Le PDG du groupe malouin Roullier (10 400 collaborateurs, 3,4 Md€ de CA) Jorge Boucas a annoncé début septembre vouloir recruter 6 500 personnes dans le monde à horizon 2030. Comment cela s’ajuste-t-il pour Timac Agro, sur son périmètre France ?
Nous sommes sur un plan de recrutement au niveau groupe, c’est une campagne qui est large. On cherche des "potentiels", des développeurs de notre business qui ont envie de faire carrière chez nous. Des ambitions, on en a !
Chez Timac Agro France, nous comptons près de 1 000 personnes. Notre équipe est stable, mais il faut toujours prévoir un renouvellement de générations. Nous sommes la société historique du groupe, avec 65 ans d’histoire. Nous cherchons à renouveler nos effectifs, notamment sur le terrain. On veut aussi continuer de croître.
Comment vos effectifs se répartissent-ils à l’heure actuelle ?
Nous avons trois métiers. Il y a d’abord nos experts, les technico commerciaux agronomes qui visitent au quotidien nos agriculteurs. Ça représente 400 postes dans toute la France. Ensuite, nous avons 350 personnes qui travaillent dans l’industrie. Nous avons huit sites industriels (dont deux usines à Saint-Malo et une à Pontrieux pour la Bretagne, NDLR), répartis dans des bassins avec des productions agricoles importantes. À Saint-Malo, le siège France historique, il y a aussi 100 personnes qui travaillent pour les services supports.
"J’ai la volonté de dynamiser notre présence sur le territoire français"
Vous êtes arrivée en septembre 2023 à la direction France de Timac Agro. Quelle est votre feuille de route ?

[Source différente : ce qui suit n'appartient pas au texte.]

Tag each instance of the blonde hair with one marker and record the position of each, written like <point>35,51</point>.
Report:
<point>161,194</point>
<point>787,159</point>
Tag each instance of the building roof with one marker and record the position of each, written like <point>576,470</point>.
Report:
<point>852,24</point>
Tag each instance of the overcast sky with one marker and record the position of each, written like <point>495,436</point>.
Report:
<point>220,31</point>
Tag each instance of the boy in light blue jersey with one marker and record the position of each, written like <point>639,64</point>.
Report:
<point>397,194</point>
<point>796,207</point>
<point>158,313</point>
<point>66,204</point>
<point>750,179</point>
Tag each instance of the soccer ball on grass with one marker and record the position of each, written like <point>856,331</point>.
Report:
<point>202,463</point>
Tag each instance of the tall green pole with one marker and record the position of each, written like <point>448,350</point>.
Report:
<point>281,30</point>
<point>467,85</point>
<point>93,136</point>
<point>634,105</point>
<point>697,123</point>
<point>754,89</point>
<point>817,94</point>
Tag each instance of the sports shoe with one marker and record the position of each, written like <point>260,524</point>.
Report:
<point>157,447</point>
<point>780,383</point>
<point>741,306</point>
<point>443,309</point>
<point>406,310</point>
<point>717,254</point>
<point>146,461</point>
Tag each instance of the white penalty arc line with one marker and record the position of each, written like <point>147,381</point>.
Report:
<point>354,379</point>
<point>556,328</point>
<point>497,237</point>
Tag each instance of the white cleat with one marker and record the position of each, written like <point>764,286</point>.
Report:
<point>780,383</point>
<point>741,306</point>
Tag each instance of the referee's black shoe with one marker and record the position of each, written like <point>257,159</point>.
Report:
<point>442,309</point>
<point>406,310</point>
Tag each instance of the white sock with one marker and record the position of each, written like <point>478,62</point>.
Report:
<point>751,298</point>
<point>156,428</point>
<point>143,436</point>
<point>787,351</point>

Je suis arrivée avec une ambition de croissance. La spécificité du groupe Roullier, c’est de donner aux dirigeants la liberté de toujours travailler pour une croissance. C’est dans ma stratégie depuis un an. J’ai la volonté de dynamiser notre présence sur le territoire français et d’apporter des solutions techniques (sur la nutrition animale et végétale) qui servent les besoins des agriculteurs et qui soient adaptées au défi climatique. Aujourd’hui, nous travaillons sur l’efficience des solutions que l’on apporte aux agriculteurs. 80 chercheurs au Centre mondial de l’innovation de Saint-Malo travaillent sur l’anticipation des changements climatiques. On renouvelle notre gamme sans arrêt, pour un meilleur rendement des cultures et une agriculture durable.
Quelles nouvelles solutions ont été lancées récemment ?
Depuis 1989, nous sommes pionniers dans les biostimulants. Nous avons récemment lancé la gamme ADN, pour stimuler la nutrition de la plante de manière rapide et durable. Les solutions que l’on propose, ce n’est pas que des minéraux. Il y a des additifs biosourcés et des brevets qui permettent de donner une nutrition à la plante ou à l’animal, dans des conditions spécifiques. Nous avons une expertise de solutions sur-mesure pour chaque culture (blé, colza, tournesol…), chaque sol et chaque cheptel.
Timac Agro France est partenaire d’Hectar, un accélérateur de start-up francilien cofondé par Xavier Niel (fondateur de Free, NDLR) et tourné vers l’agriculture régénératrice et durable. À quoi cette collaboration répond-elle ?
On compte plus de 190 partenariats avec le monde scientifique au niveau international. Dans le cadre du programme d’accélération Hectar, Timac Agro France a accompagné et conseillé, sur des thématiques aussi vastes que la R & D, le marketing ou l’internationalisation, une vingtaine de start-up qui nous ont semblé avoir le potentiel pour contribuer à l’agriculture de demain. On est toujours en veille de choses qui pourraient être liées à la nutrition végétale, au sol, à la fertilité des sols et à l’efficience de produits technologique de nutrition, animal ou végétal. Ce partenariat s’inscrit dans la volonté de notre entreprise de soutenir la compétitivité et la performance environnementale de l’agriculture française dans un contexte de mondialisation, afin de garantir la souveraineté alimentaire du pays à long terme.